Recall Pólya’s Urn: Initially there is 1 red and 1 blue ball in an urn. In each step, we select a ball from the urn uniformly at random, and then put it back together with a new ball of the same color. Therefore after n steps, there are n + 2 balls in the urn. Suppose that after n steps there are r + 1 red and b + 1 blue balls, where r + b = n. Show that $\frac{r}{(r + b)}$ is the conditional probability that a red ball was selected in the first step. Fully justify your answer.
Hint: Let $C_1$ be the color of the first ball selected. Let $R_n$ the number of red balls after n steps.
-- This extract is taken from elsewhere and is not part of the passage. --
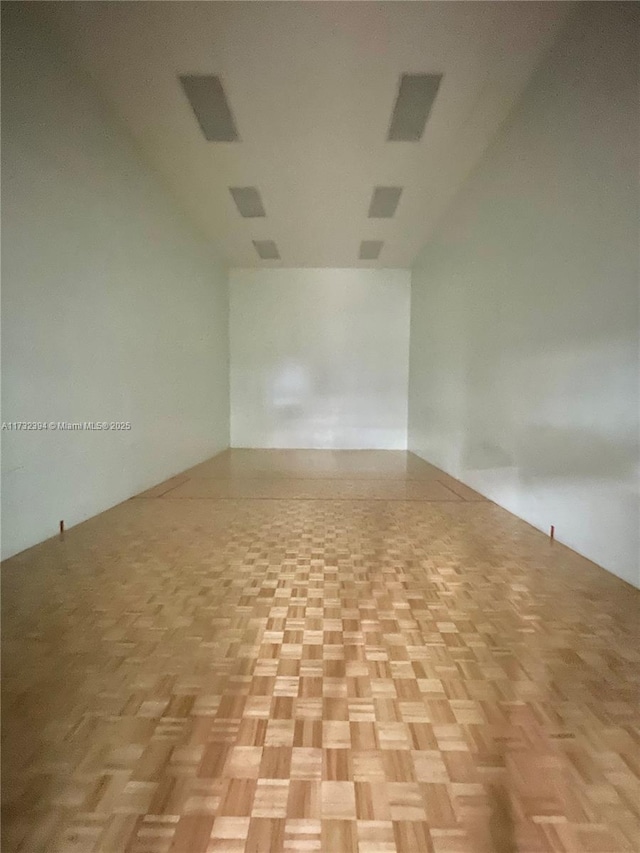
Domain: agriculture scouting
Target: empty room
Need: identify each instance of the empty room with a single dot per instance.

Explain why $$P(R_n = r+1|C_1 = R) = 2\binom{n-1}{r-1}\frac{r!b!}{(n+1)!}$$ and $$ P(R_n = r+1|C_1 = B) = \frac{b}{r}P(R_n = r+1|C_1 = R)$$
I'm familiar with normal urn and red/blue ball problems, but this one has me confused in a few ways...Where did the equations in the "hint" come from? How do the hint equations for the $C_1$ case help lead us to finding $\frac{r}{(r + b)}$ is the conditional probability? The problem is also asking me to "argue directly" rather than use induction. And then "apply Bayes Rule." Any help or direction with this problem would be very much appreciated!
Some direction:
For the first equation in the hint, you are given that at step $1$ you pick and add a red ball. You need the probability that, in the remaining $n-1$ steps, you will pick and add exactly $r-1$ red balls. First you need to choose which $r-1$ steps will be red; then you need to find the probability of picking that exact situation.
For the second equation in the hint, calculate using the same method, then relate it to $P(R_n=r+1|C_1=R)$.
Once you have the relation in the second equation, forget about the first equation, and now apply Bayes' Rule to calculate $P(C_1=R|R_n=r+1)$. You'll see that the $P(R_n=r+1|C_1=R)$ terms cancel.
Good luck!